The two ads, “Bus” and “Surprise,” directed by Somesuch’s Daniel Wolfe, are leveraging a media deal with National CineMedia, the country’s largest cinema media vendor, to appear before films including “Jurassic World” and “Mama Mia: Here We Go Again.”

They’re part of AT&T’s “More for your thing” platform, which debuted in February, and further plants the brand’s stake in the entertainment world amid the ongoing saga of its proposed merger with Time Warner.

“Surprise,” currently in theaters, is a rom-com spoof about a couple who kiss and make up in dramatic fashion only for darkness to fall and the girlfriend to transform into a zombie. “Bus,” which runs later this summer, starts out as a gripping drama of people on a treacherous detour but then morphs into “La La Land”-style song and choreography. Both 90-second films end with the line, “More for your thing, that’s our thing.”

 

AT&T introduced the platform to unite its offerings—wireless, data, TV—under a singular message. The cinema effort targets young viewers and debuts as the company is poised to move from telco to entertainment player.

The work “touches everything we do in our mobility and entertainment business,” says Marc Burns, AT&T VP of advertising and social media.

The brief was “to cement AT&T as an entertainment player, going back to the core promise that the company is connecting people to the things they love,” says BBDO co-Executive Creative Director David Povill.

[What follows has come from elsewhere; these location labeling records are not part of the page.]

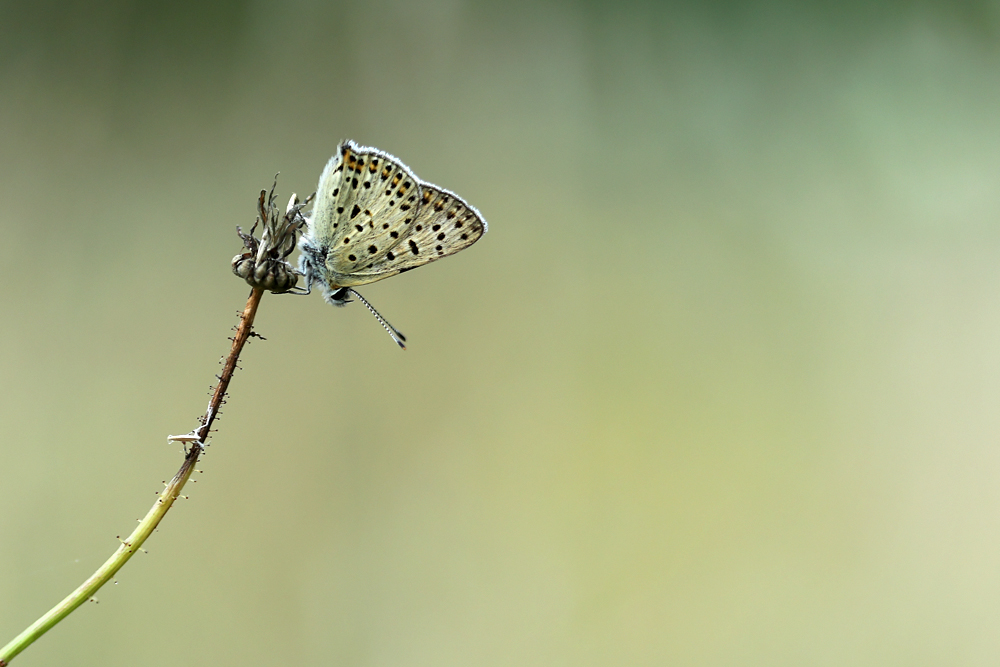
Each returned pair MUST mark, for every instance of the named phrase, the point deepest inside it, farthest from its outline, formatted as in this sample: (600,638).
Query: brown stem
(163,503)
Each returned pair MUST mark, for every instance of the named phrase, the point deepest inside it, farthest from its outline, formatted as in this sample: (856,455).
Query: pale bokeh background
(719,387)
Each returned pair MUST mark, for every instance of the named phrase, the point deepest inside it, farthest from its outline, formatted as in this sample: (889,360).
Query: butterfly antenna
(393,331)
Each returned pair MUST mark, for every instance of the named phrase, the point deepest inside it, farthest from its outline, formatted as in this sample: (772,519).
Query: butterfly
(372,218)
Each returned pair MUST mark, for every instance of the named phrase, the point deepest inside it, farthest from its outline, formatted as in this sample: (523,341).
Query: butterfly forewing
(373,218)
(366,199)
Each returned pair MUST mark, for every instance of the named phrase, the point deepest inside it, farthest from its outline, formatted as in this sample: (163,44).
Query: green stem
(110,567)
(156,513)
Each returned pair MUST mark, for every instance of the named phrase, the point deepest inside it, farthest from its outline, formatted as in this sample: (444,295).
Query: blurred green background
(719,387)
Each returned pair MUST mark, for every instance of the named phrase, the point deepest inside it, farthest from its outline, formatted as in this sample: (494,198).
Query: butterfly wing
(364,202)
(443,225)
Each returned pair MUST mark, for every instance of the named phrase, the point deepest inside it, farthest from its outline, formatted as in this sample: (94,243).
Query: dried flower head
(263,265)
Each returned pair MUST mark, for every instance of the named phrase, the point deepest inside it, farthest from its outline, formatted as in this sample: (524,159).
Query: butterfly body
(373,218)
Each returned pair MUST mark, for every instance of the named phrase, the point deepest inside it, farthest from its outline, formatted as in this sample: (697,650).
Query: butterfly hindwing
(444,224)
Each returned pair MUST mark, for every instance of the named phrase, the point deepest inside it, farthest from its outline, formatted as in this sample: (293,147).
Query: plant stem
(163,503)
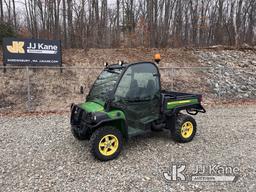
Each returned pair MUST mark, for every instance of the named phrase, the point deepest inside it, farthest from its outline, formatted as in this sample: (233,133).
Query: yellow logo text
(16,47)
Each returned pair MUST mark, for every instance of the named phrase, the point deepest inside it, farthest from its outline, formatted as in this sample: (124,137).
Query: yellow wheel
(106,143)
(185,128)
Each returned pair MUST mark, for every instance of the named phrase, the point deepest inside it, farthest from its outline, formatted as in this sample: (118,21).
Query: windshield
(104,84)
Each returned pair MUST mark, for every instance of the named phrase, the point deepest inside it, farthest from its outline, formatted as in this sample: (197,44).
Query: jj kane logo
(41,48)
(16,47)
(203,173)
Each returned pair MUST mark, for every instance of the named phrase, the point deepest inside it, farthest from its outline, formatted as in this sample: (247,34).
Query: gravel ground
(38,153)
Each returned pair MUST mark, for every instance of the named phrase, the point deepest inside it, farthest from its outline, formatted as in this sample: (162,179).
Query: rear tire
(185,128)
(106,143)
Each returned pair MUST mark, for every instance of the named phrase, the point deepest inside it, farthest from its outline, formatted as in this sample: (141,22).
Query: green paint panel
(116,114)
(173,104)
(92,107)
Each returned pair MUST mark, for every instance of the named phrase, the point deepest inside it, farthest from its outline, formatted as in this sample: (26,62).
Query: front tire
(106,143)
(185,128)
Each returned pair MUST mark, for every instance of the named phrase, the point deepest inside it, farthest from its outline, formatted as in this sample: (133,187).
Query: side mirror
(157,58)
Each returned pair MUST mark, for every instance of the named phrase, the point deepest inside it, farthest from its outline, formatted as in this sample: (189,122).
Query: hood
(91,106)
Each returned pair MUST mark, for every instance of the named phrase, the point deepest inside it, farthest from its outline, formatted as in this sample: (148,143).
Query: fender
(119,123)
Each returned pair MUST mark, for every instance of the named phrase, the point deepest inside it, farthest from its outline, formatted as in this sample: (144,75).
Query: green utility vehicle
(126,100)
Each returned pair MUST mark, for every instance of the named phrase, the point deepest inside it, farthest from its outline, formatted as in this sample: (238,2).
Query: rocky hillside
(217,73)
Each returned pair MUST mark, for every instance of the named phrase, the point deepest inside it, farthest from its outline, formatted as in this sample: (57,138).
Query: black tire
(98,137)
(79,135)
(184,122)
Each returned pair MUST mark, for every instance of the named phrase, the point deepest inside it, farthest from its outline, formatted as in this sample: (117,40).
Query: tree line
(134,23)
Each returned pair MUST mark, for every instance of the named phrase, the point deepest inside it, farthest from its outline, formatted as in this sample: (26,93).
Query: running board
(134,132)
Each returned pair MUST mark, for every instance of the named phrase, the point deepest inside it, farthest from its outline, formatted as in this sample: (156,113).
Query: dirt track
(38,153)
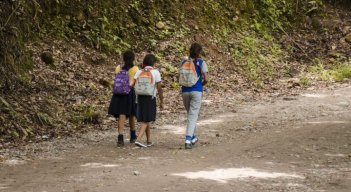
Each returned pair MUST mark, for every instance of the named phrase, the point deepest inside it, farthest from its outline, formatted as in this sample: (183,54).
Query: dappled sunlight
(3,186)
(329,122)
(335,155)
(223,175)
(314,95)
(99,165)
(14,162)
(210,121)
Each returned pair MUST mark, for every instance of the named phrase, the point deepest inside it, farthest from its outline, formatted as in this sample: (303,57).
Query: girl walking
(147,83)
(123,106)
(192,90)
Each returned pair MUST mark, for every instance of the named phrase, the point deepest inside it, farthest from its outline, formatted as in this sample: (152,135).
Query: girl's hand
(161,107)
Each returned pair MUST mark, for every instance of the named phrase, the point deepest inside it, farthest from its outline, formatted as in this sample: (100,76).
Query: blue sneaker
(194,140)
(188,144)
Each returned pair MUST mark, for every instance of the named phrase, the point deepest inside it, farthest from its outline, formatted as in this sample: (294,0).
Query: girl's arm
(160,94)
(204,78)
(132,83)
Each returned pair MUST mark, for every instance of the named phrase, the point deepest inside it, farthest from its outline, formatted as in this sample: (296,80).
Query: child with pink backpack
(123,101)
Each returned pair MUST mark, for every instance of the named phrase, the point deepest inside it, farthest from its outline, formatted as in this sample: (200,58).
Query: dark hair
(128,58)
(195,50)
(149,60)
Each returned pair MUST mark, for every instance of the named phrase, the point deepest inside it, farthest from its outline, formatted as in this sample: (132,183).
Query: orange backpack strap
(189,65)
(147,74)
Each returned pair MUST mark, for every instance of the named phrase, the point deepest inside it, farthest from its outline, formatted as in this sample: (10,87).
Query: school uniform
(124,104)
(146,104)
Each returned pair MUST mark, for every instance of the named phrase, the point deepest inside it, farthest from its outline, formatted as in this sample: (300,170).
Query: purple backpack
(121,83)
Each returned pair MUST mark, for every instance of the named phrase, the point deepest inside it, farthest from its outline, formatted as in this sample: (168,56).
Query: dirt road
(291,143)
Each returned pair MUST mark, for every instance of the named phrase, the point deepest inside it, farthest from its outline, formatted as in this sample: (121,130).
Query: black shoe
(188,146)
(133,137)
(120,141)
(140,144)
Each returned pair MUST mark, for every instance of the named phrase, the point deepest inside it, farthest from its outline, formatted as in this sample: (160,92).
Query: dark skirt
(146,108)
(123,105)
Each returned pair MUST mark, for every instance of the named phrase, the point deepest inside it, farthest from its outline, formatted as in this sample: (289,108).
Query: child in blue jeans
(192,96)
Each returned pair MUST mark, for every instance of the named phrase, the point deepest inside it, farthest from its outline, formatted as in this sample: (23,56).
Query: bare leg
(142,130)
(132,123)
(148,138)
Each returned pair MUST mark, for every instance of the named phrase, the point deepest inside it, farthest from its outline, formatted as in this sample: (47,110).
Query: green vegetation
(339,71)
(114,26)
(257,55)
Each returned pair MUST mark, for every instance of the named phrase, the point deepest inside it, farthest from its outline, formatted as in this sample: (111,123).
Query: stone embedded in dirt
(47,57)
(136,173)
(289,98)
(160,25)
(98,59)
(105,83)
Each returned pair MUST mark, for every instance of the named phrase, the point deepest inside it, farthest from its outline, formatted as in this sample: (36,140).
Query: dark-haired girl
(192,96)
(124,106)
(146,104)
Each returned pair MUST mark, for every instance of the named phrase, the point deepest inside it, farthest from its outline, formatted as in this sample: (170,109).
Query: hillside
(58,57)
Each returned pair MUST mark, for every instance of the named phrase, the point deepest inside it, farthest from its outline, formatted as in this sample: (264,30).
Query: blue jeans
(192,104)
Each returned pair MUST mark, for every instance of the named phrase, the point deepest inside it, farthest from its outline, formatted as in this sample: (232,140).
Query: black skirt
(123,105)
(146,108)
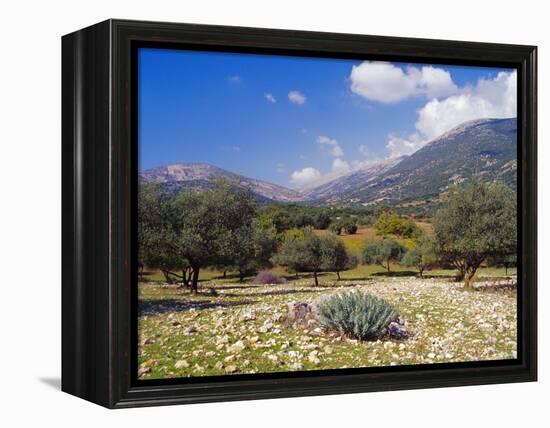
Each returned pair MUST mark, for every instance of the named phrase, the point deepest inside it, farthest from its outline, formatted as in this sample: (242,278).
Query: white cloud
(404,146)
(331,144)
(297,97)
(270,98)
(489,98)
(386,83)
(340,166)
(304,177)
(364,150)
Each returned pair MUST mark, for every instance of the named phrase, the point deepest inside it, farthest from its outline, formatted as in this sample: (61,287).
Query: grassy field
(231,328)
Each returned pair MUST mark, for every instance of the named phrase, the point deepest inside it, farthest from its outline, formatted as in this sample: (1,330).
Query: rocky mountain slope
(202,175)
(487,147)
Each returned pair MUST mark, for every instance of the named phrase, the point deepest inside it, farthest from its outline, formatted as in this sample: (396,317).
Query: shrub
(357,314)
(267,277)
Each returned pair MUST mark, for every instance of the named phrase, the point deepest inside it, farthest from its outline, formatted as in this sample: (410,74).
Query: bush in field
(357,314)
(422,256)
(382,252)
(477,221)
(268,277)
(390,223)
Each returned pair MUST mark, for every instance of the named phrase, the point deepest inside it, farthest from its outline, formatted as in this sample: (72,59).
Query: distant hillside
(350,182)
(201,175)
(487,147)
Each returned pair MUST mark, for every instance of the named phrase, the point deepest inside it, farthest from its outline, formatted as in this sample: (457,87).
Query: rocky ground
(242,328)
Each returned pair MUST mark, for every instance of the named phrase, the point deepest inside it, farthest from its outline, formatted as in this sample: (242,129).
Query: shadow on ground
(396,274)
(162,306)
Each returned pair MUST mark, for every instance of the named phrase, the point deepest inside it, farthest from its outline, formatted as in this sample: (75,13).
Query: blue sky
(300,121)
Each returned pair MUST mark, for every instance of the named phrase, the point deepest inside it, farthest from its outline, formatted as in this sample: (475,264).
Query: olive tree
(302,252)
(477,221)
(382,252)
(334,255)
(157,237)
(422,256)
(214,227)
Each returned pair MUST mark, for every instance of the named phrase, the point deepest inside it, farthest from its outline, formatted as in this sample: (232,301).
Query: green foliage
(382,252)
(477,221)
(303,220)
(423,255)
(335,227)
(350,226)
(268,277)
(391,223)
(305,251)
(357,314)
(334,255)
(157,239)
(322,220)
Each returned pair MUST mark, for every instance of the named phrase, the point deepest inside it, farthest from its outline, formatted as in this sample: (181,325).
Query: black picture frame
(98,192)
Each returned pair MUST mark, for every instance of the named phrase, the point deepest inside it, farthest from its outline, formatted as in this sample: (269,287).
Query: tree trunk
(195,281)
(167,277)
(184,277)
(468,278)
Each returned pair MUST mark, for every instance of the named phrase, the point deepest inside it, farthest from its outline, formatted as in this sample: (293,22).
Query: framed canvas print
(252,213)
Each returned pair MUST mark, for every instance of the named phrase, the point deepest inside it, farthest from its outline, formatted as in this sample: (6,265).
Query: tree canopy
(382,252)
(477,221)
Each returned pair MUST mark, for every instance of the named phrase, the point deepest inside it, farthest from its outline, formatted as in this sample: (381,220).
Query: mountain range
(487,147)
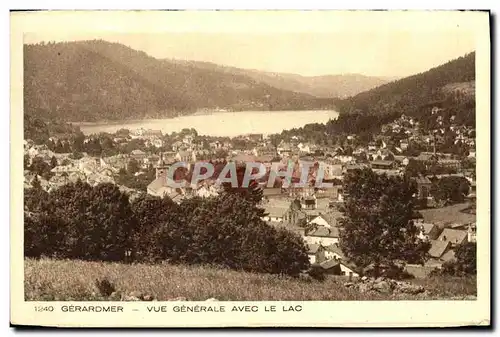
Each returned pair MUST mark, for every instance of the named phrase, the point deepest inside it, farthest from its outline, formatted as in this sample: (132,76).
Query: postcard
(250,168)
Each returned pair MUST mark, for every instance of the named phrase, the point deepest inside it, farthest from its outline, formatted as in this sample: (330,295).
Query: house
(162,186)
(322,235)
(337,263)
(423,186)
(304,148)
(309,202)
(352,167)
(454,236)
(471,233)
(402,160)
(327,220)
(382,165)
(138,155)
(338,267)
(439,253)
(284,148)
(403,145)
(186,156)
(427,231)
(316,253)
(274,214)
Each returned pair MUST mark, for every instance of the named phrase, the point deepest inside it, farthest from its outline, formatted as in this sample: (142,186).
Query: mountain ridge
(321,86)
(99,80)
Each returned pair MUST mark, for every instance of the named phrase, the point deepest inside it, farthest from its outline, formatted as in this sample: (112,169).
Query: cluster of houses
(319,225)
(309,211)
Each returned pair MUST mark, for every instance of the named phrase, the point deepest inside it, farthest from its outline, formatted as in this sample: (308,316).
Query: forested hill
(448,85)
(99,80)
(327,86)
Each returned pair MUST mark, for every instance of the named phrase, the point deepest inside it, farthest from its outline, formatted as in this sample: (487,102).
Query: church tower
(161,167)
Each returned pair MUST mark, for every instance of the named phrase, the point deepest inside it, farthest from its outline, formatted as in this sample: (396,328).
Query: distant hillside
(98,80)
(328,86)
(450,85)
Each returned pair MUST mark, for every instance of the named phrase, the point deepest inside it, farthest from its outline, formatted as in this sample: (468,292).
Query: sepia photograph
(262,164)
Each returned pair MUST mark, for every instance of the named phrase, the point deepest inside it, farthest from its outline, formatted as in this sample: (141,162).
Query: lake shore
(225,124)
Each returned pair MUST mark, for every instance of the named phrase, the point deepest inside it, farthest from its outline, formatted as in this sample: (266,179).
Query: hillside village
(313,213)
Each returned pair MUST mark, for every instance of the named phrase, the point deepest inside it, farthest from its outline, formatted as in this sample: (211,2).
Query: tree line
(78,221)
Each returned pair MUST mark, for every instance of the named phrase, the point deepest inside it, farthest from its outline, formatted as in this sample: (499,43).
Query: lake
(227,124)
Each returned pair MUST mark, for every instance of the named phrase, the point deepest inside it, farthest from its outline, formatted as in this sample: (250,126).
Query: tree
(36,183)
(133,166)
(151,214)
(53,162)
(40,167)
(415,168)
(464,262)
(26,161)
(450,189)
(377,227)
(98,221)
(76,155)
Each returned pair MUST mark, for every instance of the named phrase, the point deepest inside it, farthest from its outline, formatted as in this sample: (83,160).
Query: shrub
(98,223)
(463,264)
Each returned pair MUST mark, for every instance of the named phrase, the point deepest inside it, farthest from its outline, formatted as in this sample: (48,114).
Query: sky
(306,43)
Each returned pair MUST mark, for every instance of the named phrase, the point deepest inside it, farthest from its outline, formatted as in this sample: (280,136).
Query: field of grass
(65,280)
(449,214)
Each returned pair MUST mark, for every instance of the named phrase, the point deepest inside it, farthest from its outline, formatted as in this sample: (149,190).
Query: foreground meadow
(66,280)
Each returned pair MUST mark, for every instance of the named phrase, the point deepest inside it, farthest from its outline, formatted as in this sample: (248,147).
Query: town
(138,160)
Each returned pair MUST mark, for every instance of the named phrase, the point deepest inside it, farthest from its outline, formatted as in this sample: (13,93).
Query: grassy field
(449,214)
(64,280)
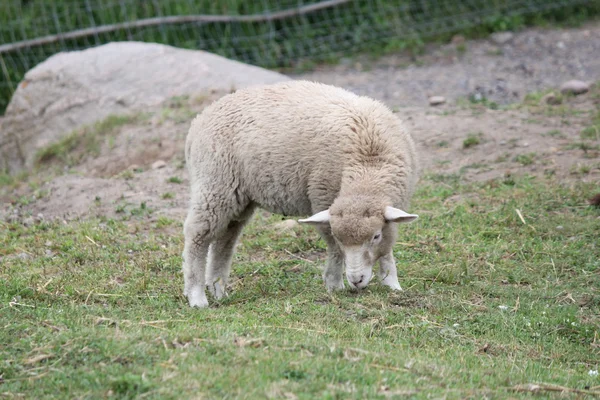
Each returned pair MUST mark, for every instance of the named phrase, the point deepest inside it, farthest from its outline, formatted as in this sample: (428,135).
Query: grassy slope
(95,308)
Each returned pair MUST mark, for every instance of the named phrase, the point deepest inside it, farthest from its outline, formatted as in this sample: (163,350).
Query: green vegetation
(88,139)
(472,140)
(502,289)
(525,159)
(593,131)
(555,133)
(299,42)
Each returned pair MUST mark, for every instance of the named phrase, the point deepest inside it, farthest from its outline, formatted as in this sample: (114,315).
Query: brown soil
(533,138)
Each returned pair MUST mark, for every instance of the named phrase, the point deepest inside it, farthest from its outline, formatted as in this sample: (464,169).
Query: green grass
(525,159)
(593,131)
(94,309)
(472,140)
(88,139)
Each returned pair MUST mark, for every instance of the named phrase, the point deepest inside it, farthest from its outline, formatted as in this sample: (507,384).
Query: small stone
(159,164)
(574,87)
(458,39)
(501,37)
(28,221)
(436,100)
(286,225)
(552,99)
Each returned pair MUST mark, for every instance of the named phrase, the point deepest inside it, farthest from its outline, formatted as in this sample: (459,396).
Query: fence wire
(267,33)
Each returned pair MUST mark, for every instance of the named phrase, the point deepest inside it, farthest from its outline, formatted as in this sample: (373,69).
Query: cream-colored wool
(297,148)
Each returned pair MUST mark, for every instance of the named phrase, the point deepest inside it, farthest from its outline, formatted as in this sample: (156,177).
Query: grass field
(502,290)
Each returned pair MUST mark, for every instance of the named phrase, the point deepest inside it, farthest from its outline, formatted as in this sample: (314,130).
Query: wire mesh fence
(268,33)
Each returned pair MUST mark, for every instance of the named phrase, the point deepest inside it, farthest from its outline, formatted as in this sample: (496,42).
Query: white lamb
(297,148)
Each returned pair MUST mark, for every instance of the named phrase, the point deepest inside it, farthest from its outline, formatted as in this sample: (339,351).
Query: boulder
(78,88)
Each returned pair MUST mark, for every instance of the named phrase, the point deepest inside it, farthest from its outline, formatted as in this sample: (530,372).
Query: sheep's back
(286,145)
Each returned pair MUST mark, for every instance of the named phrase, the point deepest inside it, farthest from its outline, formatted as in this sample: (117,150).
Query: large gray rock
(77,88)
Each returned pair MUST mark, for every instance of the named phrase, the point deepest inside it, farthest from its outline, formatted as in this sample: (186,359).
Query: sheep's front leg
(334,269)
(387,272)
(194,260)
(220,255)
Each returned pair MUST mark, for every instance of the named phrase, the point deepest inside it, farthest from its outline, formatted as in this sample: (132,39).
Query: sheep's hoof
(197,297)
(217,289)
(332,287)
(392,285)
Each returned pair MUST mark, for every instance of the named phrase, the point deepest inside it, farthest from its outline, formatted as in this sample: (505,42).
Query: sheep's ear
(396,215)
(319,218)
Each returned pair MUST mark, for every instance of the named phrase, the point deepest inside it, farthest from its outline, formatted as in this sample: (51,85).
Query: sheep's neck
(371,182)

Co-Executive Creator Director Dave Cuccinello says that BBDO’s creative team of Kevin Mulroy and Dan Kenneally were behind the idea. “When you walk into the cinema a lot of the ads you see are longer, but they still feel like ‘advertising,'” he says. “We really wanted something that when you started watching, you kind of didn’t know—and then there’s that twist—but you had to do this almost perfectly to get the viewer on a cinematic ride.”

Wolfe, the director behind Libresse’s Glass Lion Grand Prix-winning “Blood Normal” from AMV BBDO, is best known for bringing an artsy, off-kilter take to his films. But the agency says it also selected him for his breadth of cinematic knowledge.

“His treatment was like a doctoral thesis on film,” says Povill.

The transitions between genres required strict attention to detail in all aspects of the filmmaking, he adds. Contributing to the work was color grading by Simon Bourne at Framestore and a score from Oscar and Grammy-winning composer Atticus Ross.

Burns says AT&T plans to continue the campaign using other film genres.

“We do social listening and we’ve got pages of tweets,” says Burns. “That shows someone’s watching this—and they’re either choosing to bring their phones out and tweet about it, or they’re watching the movie, then still remembering the ad and then tweeting about it.”